Geçtiğimiz sene Türkiye’nin ev sahipliğinde düzenlenen tarihi İstanbul Zirvesi ile hepimizin yakından bildiği “Türk Dili Konuşan Ülkeler İşbirliği Konseyi” isminin “Türk Devletleri Teşkilatı”na dönüşmesi, Türkmenistan’ın Teşkilat’a gözlemci ülke olarak dahil olması ve alınan diğer kararlar, Türk dünyasında yeni ve parlak bir sayfanın açılmasına vesile olmuştur. Değişen küresel konjonktür dikkate alındığında, oldukça hassas bir bölgede denge politikası ile kazanımlarını koruyan üye devletlerin, kendi aralarındaki birlik ve bütünlüğü kaçınılmazdır ve karşılıklı yarar prensibi bakımından önemli faydalar üretir. Türk devletleri arasında kurumsal iş birliğinin geliştirilmesi, ekonomilerin güçlendirilerek ticari bağlantıların kuvvetlendirilmesi ve ortak dış siyaset için zemin oluşturulması, değişen dünya düzeninde TDT’nin başlıca görevi haline gelmiştir.

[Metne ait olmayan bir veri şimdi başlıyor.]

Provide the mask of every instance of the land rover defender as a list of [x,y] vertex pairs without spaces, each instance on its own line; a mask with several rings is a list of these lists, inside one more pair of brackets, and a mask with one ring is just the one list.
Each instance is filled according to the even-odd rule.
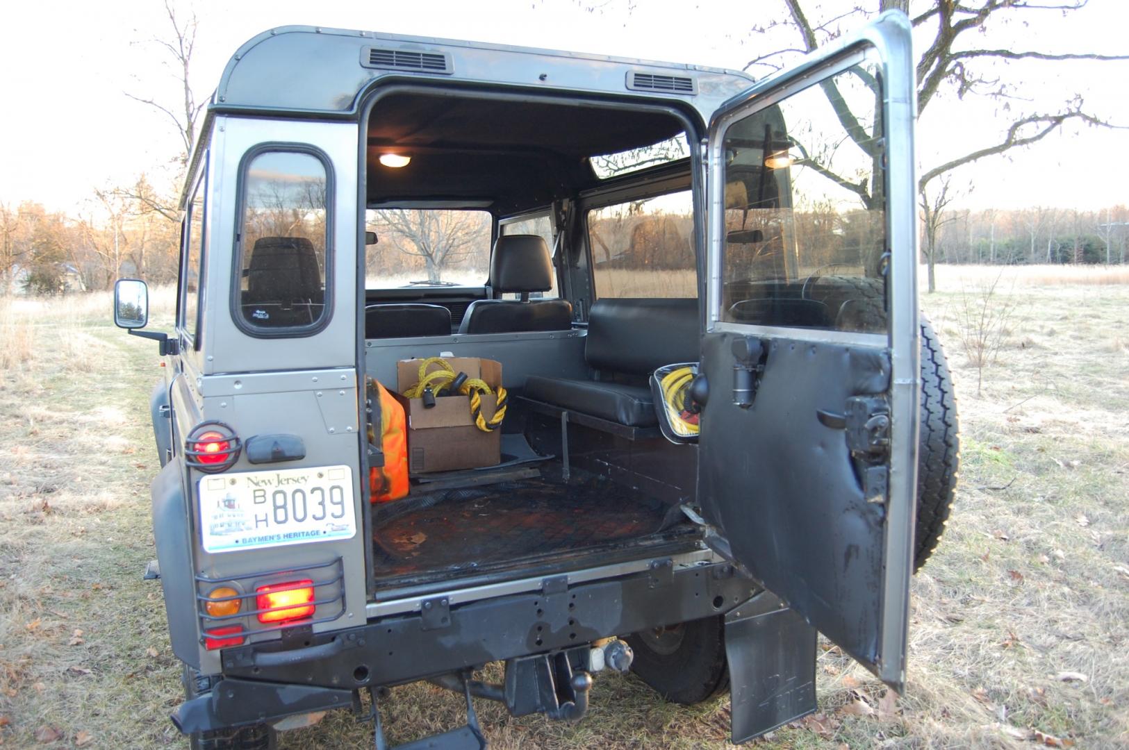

Dünyamız neredeyse her gün farklı bir sınama ya da krizle karşı karşıya kalıyor. Giderek tırmanan Rusya-Ukrayna Savaşı, küresel gıda ve enerji krizi ve bunun dünya genelinde ekonomiler üzerinde oluşturduğu enflasyonist baskı, bozulan ekonomiler, fakirleşen milyonlarca insan, uzak Asya’da yükselen ABD-Çin gerginliği ve kamplaşmalar, uluslararası sistemin alarm verdiğini gözler önüne seriyor. İkinci Dünya Savaşı’ndan sonra kurulan düzen, halihazırdaki uluslararası sistemi taşıyamıyor; dünya köklü bir değişimin sinyallerini veriyor. Böyle bir ortam, Türk devletleri arasındaki iş birliği ve dayanışmanın daha da ilerletilmesi gerektiğine işaret etmektedir. İstanbul Zirvesinde devlet başkanlarının kabul ettiği, geleceğimiz için adeta bir yol haritası olan “Türk Dünyası Vizyonu 2040” belgesi, artık Türk entegrasyonuna daha hızlı, etkin ve kararlı bir şekilde devam etmekten başka çıkış yolu olmadığının en net ifadesidir.

 

Kültürel Bağlardan Siyasi Birliğe

Kültürel bağlarımız; ortak tarih, dil ve coğrafyamızın ürettiği ortak değerlerimiz halklarımızı bir araya getirmiş ve aslında bugünkü birlikteliğimizin temelini oluşturmuştur. Fakat artık bu hızla değişen uluslararası yapıda kültürel kazanımlarımızı pragmatik siyasi ve ekonomik kazanımlara dönüştürerek Türk iş birliğini daha cazip kılmak gerekiyor. TDT’nin ana misyonunu oluşturan bu hedefe giden yolda, uzun yıllar ayrı kalan kardeşlerin siyasi, ekonomik ve toplumsal birliği bir temel fikir olarak karşımıza çıkıyor.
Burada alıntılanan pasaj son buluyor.